Just as the PGA calendar includes many tournaments, but only four that get the white-hot spotlight, Simon has endeavored to make his show, held each January in Orlando, into the flagship event in the flourishing world of golf-related merchandise.
From the marketing to the exhibits, lodging, food and exhibitor support, Simon is dedicated to making sure the show is “major” in every way.
“Everything is at a higher level,” he says. “How do we make sure that everything we do is at the highest caliber? We are aiming for amazing experiences, unparalleled education. When our customers leave, we want them to be wowed.”
Simon, who has worked with the PGA Show management team since 1998 in sales and account management, was named director of the event six years ago.
As a former college golfer, golf pro shop employee and college sports information director, the role strikes the optimal mix of his love for golf and the unique gifts required for successful event management.
People who run successful trade shows must be passionate about the industry they represent, adept at multitasking and calm under pressure, Simon says.
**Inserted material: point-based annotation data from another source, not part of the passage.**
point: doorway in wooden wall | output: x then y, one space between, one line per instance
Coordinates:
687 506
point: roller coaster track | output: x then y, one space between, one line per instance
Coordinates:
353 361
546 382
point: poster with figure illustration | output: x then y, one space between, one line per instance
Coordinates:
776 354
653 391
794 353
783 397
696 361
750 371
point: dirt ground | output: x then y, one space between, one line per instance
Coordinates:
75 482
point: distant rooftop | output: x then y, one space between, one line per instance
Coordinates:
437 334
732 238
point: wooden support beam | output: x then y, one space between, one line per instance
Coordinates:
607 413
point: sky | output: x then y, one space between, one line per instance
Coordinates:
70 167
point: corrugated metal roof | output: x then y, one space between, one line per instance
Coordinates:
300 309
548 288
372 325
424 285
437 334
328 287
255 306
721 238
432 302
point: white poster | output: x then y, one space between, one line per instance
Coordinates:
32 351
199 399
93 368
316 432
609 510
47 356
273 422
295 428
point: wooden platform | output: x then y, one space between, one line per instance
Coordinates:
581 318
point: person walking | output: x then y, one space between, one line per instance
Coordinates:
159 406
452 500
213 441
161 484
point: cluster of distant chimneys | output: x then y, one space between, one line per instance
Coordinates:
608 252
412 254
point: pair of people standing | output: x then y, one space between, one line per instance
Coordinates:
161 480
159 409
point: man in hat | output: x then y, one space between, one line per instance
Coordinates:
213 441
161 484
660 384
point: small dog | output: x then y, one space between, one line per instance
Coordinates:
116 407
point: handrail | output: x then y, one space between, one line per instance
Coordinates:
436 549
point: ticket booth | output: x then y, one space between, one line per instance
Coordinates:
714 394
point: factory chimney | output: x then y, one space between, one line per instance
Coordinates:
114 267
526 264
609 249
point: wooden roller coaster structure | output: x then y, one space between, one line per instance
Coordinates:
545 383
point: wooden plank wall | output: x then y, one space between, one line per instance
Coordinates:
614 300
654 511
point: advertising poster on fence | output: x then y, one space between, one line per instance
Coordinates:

But he has found that the pre-eminent qualification he brings to the task is his ability to be a team player—to bring good people on board and trust them to adopt the show’s vision and carry out their role with excellence.
“First and foremost is having that strong team and trusting and empowering them to do their jobs,” he says. “You’ll never be able to take care of everything. You really need to be able to multitask and stay even-keeled under pressure. Your team will look to you, so you try to be as steady as you can, to keep cool and be a great listener.”
Simon’s strong belief that people are at the center of a great event affirms the intrinsic value of trade shows in this age of evermore sophisticated technology. Even if the digital age has made business more efficient, there is no substitute for a face-to-face experience, Simon says.
But every part of that experience can be optimized by the use of technology. The growth of the show’s mobile app, which is an example of the PGA show keeping pace with the times, allows visitors to navigate the show floor with efficiency.
Displays are more high-tech every year as new products emerge, and the 2019 show featured the inaugural Global Golf Innovation Competition, a “Shark Tank”-style event sponsored by HYPE Sports Innovation.
“There’s so much innovation in golf that the show floor almost naturally becomes a great place to showcase that technology,” Simon says. “We like to say we combine the best of face-to-face and digital.”
Simon and his staff took a week off after the January show, but after that break, they were energized to start planning for next year—identifying trends in the industry, applying customer feedback and devising new experiences to best serve the players on the business side of golf.
The PGA show has even expanded to include racquet sports like tennis, racquetball and pickleball since golf clubs often include those sports as well. Simon calls his show “the global gathering place of the golf industry,” and he is unflagging in his efforts to make sure the sport’s flagship event retains its commitment to excellence and growth.